Date:11/01/2006 URL: http://www.thehindubusinessline.com/2006/01/11/stories/2006011101891900.htm
Back Mills decry short supply of ELS cotton — Poor seeds quality, labour costs worry growers

G. Gurumurthy

More textile mills participating in on-farm exercises would encourage spreading the awareness for the industry's needs among the cotton growers, especially in the promotion of ELS cotton whose shortage is a constant worry for the finer count yarn manufacturers.

Coimbatore , Jan. 10

THE on-going campaign by the Tamil Nadu cotton trade/textile mills for promoting awareness on extra long staple (ELS) cotton has brought into sharp focus the prevailing gaps in perception of cotton crop between the consuming textile industry and the growers.

While textile mills, the end users of raw cotton, are left tending in their own way the quality variations encountered by them in the cotton sold to them, the farmers remain bogged down by the non-availability of quality seeds and farm services in the area of technical guidance needed to optimise yield.

The dilemma of the cotton growers is further accentuated by the non-availability of farm labour to pick in time the cotton raised in their farms.

"Apart from the non-availability of ELS cotton, contamination of these cottons due to the varietal mix and the falling fibre characteristics below the quality norms needed by the spinners are the constraints facing the textile industry," says Mr Gopa Kumar, Managing Director of the city-based Chandra Textiles Ltd, one of the finer count yarn manufacturing companies in the region.

Mr Kumar said these issues could be adequately addressed by the textile mills only if they directly interact with the cotton growers emphasising on the quality requirements.

Mr Kumar and senior officials of his company, present at a cotton farmers' gathering at the South India Cotton Association's (SICA) model ELS cotton farm in the city, were also of the view that more textile mills participating in such on-farm exercises would encourage spreading the awareness on the industry's needs among the cotton growers, especially in the promotion of ELS cotton whose shortage is a constant worry for the finer count yarn manufacturers.

But at the same time, the worries of a group of cotton farmers from Avinashi near here, who were invited to visit the SICA model farm jointly promoted by Super Spinning Mills Ltd, are on two counts - non-availability of quality seeds and surging labour cost.

"Even as we feel handicapped in getting the required volume of quality seeds, we also need to get adequate guidance on correct farming methods while we are introduced to new varieties of seeds such as the Bt cotton," said Mr Palanisamy of Sengalipalayam village in the Avinashi block, who was part of the farmers' team that visited the SICA farm.

Farmers in Avinashi, once known as a DCH-32 cotton producing tract, have of late migrated to raising medium/short staple varieties such as LRA/Ranjit/Bunny which, according to the farmers, required less crop care in the face of water shortage, farm labour shortage.

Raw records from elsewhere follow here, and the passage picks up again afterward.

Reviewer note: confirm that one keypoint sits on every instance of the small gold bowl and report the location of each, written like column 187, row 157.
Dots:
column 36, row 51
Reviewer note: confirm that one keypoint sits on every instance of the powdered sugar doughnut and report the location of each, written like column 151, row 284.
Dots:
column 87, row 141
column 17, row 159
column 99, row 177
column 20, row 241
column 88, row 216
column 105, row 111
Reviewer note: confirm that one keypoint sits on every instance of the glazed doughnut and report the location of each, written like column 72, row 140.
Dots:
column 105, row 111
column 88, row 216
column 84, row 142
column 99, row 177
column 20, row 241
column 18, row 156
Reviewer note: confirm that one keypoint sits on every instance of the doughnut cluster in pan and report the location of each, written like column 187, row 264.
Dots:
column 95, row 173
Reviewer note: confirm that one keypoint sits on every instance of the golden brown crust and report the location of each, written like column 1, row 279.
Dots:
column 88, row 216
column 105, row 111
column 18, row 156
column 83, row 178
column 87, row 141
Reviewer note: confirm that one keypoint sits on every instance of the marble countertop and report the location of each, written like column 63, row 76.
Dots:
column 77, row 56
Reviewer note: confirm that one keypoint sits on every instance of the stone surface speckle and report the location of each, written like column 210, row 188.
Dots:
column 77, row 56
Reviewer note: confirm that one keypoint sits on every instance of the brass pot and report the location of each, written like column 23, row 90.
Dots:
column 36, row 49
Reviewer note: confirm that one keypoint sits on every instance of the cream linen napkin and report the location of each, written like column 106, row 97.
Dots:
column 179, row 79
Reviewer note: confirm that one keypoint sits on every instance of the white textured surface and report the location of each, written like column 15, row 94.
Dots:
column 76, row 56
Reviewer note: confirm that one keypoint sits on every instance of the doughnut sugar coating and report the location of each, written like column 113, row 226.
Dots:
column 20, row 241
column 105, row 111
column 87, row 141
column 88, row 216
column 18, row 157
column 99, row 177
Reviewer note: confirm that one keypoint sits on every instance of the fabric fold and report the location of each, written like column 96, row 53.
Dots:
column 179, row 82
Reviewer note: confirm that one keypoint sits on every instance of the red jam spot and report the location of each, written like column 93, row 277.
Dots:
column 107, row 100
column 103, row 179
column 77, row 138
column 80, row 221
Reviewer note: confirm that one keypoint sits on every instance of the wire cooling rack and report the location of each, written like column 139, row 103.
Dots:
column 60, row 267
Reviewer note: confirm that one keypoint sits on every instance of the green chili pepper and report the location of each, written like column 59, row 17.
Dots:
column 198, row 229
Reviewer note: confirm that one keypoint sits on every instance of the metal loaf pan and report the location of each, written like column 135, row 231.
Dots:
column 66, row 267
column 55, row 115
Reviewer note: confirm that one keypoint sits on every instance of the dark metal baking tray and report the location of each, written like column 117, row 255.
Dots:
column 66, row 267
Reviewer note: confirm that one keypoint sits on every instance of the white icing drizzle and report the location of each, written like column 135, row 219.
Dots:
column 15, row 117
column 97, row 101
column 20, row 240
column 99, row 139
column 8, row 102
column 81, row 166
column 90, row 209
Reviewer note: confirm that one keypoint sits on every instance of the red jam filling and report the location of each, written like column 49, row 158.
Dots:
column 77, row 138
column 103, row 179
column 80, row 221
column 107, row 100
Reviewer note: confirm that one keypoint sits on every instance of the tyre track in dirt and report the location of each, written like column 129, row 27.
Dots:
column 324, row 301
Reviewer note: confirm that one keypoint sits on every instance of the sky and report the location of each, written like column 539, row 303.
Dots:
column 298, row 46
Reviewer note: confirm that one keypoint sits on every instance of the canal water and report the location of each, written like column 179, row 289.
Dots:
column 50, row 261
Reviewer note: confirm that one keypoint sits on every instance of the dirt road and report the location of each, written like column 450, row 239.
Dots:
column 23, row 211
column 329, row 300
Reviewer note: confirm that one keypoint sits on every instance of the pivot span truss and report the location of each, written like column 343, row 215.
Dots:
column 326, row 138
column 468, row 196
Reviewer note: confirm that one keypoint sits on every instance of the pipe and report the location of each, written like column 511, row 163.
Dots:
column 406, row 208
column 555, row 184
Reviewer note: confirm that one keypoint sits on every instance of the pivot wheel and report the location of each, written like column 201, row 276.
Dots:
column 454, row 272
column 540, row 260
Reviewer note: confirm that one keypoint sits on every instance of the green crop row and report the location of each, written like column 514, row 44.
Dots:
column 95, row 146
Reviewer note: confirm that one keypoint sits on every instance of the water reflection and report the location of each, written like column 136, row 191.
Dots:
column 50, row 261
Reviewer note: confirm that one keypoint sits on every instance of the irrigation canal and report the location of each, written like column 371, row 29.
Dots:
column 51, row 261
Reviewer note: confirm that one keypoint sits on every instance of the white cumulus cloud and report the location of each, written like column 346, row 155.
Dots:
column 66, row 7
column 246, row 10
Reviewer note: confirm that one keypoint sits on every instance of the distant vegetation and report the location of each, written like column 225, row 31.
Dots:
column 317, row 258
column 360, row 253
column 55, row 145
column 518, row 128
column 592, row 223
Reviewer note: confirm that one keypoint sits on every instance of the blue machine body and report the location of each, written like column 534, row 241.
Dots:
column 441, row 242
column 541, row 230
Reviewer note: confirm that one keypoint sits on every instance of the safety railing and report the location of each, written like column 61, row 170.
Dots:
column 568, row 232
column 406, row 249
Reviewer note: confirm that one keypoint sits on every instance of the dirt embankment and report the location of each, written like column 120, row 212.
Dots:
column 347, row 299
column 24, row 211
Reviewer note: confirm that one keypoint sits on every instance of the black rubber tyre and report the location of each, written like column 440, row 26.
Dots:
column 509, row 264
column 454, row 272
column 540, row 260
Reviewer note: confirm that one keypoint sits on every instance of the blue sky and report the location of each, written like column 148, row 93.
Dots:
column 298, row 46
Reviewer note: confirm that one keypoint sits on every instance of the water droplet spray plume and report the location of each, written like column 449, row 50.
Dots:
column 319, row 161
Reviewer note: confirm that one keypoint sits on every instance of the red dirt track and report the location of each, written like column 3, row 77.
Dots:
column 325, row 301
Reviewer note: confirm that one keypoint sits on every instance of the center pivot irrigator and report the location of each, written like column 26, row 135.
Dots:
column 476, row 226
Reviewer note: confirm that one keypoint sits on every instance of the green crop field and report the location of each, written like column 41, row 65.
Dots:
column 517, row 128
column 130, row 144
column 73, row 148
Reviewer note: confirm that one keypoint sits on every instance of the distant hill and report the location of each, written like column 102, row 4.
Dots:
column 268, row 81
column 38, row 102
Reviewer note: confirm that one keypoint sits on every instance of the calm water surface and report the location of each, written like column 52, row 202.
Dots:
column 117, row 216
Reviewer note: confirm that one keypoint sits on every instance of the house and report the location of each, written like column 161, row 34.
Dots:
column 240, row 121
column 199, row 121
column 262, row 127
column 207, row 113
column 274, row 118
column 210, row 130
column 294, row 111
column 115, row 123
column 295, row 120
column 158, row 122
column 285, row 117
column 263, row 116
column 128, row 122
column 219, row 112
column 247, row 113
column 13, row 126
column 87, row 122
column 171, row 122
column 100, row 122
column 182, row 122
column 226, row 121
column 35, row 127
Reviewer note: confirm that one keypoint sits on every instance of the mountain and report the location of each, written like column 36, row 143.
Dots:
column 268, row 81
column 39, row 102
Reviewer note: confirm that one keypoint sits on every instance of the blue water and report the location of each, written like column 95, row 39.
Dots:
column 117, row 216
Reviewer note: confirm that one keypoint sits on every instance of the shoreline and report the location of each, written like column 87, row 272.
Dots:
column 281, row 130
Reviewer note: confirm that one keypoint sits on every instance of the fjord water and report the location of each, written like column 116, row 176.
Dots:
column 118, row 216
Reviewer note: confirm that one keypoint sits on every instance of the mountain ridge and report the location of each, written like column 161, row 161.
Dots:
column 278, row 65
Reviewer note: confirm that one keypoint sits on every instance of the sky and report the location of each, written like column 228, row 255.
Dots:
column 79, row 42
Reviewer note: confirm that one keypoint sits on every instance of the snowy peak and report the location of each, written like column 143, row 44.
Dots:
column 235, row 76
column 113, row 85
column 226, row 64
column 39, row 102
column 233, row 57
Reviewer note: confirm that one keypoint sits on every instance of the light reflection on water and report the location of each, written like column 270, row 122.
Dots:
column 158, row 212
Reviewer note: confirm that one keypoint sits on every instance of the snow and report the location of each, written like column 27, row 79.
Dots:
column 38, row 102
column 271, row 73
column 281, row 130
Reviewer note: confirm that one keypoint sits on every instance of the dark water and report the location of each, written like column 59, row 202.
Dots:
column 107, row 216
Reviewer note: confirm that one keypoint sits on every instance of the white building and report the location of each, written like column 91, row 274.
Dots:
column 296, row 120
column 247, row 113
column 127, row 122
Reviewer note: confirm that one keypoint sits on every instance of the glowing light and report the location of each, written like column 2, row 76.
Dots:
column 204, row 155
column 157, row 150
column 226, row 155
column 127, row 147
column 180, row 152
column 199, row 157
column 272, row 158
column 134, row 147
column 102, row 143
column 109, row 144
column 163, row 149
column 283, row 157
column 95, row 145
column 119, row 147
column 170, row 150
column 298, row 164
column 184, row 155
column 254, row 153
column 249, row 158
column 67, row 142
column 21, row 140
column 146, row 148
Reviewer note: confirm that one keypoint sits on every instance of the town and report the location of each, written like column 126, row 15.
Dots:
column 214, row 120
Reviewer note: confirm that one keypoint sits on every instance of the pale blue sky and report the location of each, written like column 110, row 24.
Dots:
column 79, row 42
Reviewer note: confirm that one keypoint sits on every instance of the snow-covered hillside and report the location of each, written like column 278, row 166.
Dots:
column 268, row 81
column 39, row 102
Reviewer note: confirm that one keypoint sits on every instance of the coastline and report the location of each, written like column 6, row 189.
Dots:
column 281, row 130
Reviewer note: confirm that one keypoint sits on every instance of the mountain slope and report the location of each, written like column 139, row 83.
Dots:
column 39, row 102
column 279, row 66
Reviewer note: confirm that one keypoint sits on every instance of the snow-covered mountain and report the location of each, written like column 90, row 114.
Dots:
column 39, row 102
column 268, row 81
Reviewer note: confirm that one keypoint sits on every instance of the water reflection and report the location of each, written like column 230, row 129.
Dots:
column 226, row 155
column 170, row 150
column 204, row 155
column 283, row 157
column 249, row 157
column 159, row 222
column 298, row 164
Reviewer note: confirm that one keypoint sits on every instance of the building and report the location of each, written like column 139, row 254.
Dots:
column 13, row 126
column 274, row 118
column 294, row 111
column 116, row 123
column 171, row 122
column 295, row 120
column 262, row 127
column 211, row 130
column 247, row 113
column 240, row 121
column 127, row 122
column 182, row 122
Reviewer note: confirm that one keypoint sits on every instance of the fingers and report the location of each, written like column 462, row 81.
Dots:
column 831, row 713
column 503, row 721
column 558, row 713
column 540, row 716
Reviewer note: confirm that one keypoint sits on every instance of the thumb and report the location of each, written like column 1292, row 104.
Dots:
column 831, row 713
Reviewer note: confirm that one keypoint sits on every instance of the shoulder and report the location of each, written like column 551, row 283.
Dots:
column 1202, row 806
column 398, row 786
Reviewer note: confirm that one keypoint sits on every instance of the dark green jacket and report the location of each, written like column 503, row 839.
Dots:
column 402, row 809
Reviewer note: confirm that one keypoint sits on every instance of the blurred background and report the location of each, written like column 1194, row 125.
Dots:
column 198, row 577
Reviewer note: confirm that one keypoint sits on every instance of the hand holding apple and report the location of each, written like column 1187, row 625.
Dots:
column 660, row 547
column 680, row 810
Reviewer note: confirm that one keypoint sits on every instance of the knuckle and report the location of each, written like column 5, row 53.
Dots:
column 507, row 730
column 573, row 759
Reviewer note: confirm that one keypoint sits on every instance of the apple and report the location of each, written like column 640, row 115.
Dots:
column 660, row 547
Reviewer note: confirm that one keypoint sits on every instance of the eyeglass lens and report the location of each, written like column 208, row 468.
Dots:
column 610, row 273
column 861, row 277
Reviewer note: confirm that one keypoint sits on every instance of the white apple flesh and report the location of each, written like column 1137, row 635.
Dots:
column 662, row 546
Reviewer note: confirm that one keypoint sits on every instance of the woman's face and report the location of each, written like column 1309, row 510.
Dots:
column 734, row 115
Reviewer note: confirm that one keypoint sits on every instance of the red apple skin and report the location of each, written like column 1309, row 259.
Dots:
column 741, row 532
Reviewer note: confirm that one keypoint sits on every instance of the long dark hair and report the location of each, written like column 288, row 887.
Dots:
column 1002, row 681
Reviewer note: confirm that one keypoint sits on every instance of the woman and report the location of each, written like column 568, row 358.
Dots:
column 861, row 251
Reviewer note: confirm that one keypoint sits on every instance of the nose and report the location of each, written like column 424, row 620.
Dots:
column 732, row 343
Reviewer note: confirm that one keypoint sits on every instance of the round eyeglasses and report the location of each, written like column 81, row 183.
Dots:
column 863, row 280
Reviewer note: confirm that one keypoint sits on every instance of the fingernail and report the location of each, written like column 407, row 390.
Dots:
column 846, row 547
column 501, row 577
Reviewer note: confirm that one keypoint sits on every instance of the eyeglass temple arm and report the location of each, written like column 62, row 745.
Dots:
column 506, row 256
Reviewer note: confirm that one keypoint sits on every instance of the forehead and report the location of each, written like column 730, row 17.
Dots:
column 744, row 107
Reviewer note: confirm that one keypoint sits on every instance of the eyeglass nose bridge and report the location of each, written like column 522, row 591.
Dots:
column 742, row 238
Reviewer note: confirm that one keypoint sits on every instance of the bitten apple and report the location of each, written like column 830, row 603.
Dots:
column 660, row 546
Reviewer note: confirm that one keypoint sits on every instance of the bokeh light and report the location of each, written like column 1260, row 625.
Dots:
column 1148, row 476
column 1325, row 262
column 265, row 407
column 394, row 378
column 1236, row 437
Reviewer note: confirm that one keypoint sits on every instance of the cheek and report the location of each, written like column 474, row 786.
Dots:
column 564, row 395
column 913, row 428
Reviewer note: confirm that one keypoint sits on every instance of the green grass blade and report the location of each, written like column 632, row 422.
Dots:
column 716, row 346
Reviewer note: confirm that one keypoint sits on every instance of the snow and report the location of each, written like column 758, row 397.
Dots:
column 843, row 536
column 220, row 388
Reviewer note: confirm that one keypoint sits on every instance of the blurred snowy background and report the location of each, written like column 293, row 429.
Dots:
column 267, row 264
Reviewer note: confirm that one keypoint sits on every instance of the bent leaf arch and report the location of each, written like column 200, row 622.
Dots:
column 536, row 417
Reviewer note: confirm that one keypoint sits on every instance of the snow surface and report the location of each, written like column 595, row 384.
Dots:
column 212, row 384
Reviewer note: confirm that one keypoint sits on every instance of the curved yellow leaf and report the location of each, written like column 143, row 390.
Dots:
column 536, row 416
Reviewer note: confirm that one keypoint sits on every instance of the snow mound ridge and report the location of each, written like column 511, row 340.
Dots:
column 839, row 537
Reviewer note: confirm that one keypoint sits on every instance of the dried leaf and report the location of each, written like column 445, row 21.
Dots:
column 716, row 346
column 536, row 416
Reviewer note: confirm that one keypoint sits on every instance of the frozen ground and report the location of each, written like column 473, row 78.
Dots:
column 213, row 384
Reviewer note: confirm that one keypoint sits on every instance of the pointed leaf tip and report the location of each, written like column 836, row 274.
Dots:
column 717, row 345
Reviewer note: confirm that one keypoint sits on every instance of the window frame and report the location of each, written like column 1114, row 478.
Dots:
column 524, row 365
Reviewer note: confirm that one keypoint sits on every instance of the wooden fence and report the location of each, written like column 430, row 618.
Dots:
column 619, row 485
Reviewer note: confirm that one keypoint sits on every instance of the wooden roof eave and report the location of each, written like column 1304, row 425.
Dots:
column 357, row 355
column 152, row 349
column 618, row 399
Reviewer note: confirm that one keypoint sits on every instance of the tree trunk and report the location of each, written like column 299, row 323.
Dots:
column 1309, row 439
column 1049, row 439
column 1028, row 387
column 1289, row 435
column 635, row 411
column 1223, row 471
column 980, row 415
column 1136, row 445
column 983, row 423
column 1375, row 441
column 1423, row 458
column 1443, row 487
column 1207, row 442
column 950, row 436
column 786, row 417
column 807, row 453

"Avinashi block abutting the industrially active Tirupur and Coimbatore is witness to erosion in its farm labour as increasing demand for labour for industrial operation and higher wages offered by the industries have forced migration of farm labour," said the Avinashi farmers.

This has indirectly worked against Avinashi farmers raising long duration ELS cotton such as the DCH-32 forcing them to shift to lesser duration medium staple cotton varieties like LRA or Ranjit which come under the 120/130 days maturity cycle.

"Unlike neighbouring Karnataka where the soil fertility remains high to raise ELS cotton variety and lower farm labour cost, we in Avinashi have to spend minimum Rs 60 as per day wage per farm worker. The involvement of labour to tend the ELS cotton is crucial and this makes our cultivation cost high," the farmers added.